While the court has ruled that the consent of the Northern Ireland Assembly was not required and it did not make judgment on the necessity or otherwise to amend the Northern Ireland Act of Westminster, which put into law the Good Friday Agreement, it made clear that Northern Ireland's citizens were given EU-based rights as a result of that legislation. Its citizens, the majority of whom voted against Brexit, will see those rights stripped away from them two years after the UK formally notifies of Article 50 without having any say on the matter. The citizens of this State, who voted in record numbers to amend our Constitution and enable Ireland to sign up to the Good Friday Agreement, will equally have no say over the stripping away of the rights enshrined in the Agreement. Yet we hear nothing from the Government as to what it intends to do to protect our Northern citizens' rights and prevent a unilateral breach of the Good Friday Agreement by the UK Government.

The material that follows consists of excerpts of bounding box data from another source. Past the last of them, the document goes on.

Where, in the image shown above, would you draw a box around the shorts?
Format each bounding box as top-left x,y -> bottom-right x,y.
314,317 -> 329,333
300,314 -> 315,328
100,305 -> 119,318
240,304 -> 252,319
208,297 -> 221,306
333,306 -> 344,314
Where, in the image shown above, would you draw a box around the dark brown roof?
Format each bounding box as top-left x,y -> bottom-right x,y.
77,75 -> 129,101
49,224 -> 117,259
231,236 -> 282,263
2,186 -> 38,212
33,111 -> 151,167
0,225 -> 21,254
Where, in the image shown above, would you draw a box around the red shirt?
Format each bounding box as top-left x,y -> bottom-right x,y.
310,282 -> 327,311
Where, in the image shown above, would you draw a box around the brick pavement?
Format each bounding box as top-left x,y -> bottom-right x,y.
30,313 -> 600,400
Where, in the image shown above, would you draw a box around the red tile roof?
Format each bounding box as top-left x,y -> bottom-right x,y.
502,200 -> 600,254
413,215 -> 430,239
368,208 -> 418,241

The Agreement was probably one of the greatest achievements in my lifetime in bringing peace and stability to this island, but the Government has no strategy to defend against its imminent destruction. This is not something that can wait to be kicked down the road, because it will then be too late. Once Article 50 is activated, the irrevocable process will have begun and essential clauses within the Good Friday Agreement that confer rights on Northern Irish citizens will vanish in two years' time with no recourse to protection.Amendment of the Good Friday Agreement is not the concern of the European Union. Neither is it a unilateral concern of the British state. It is the concern of Ireland, the United Kingdom and the elected members of the Northern Ireland Executive. The UK Prime Minister cannot ignore her obligations to this state and the Taoiseach cannot ignore its citizens who voted overwhelmingly in favour of ratification of the Good Friday Agreement. I, therefore, request the Leader to urge the Minister for Foreign Affairs and Trade, Deputy Charles Flanagan, to come to the House today to explain how the Government intends to defend every line of the Good Friday Agreement before the UK Prime Minister triggers Article 50. I propose that the Order of Business be amended to allow him to do so.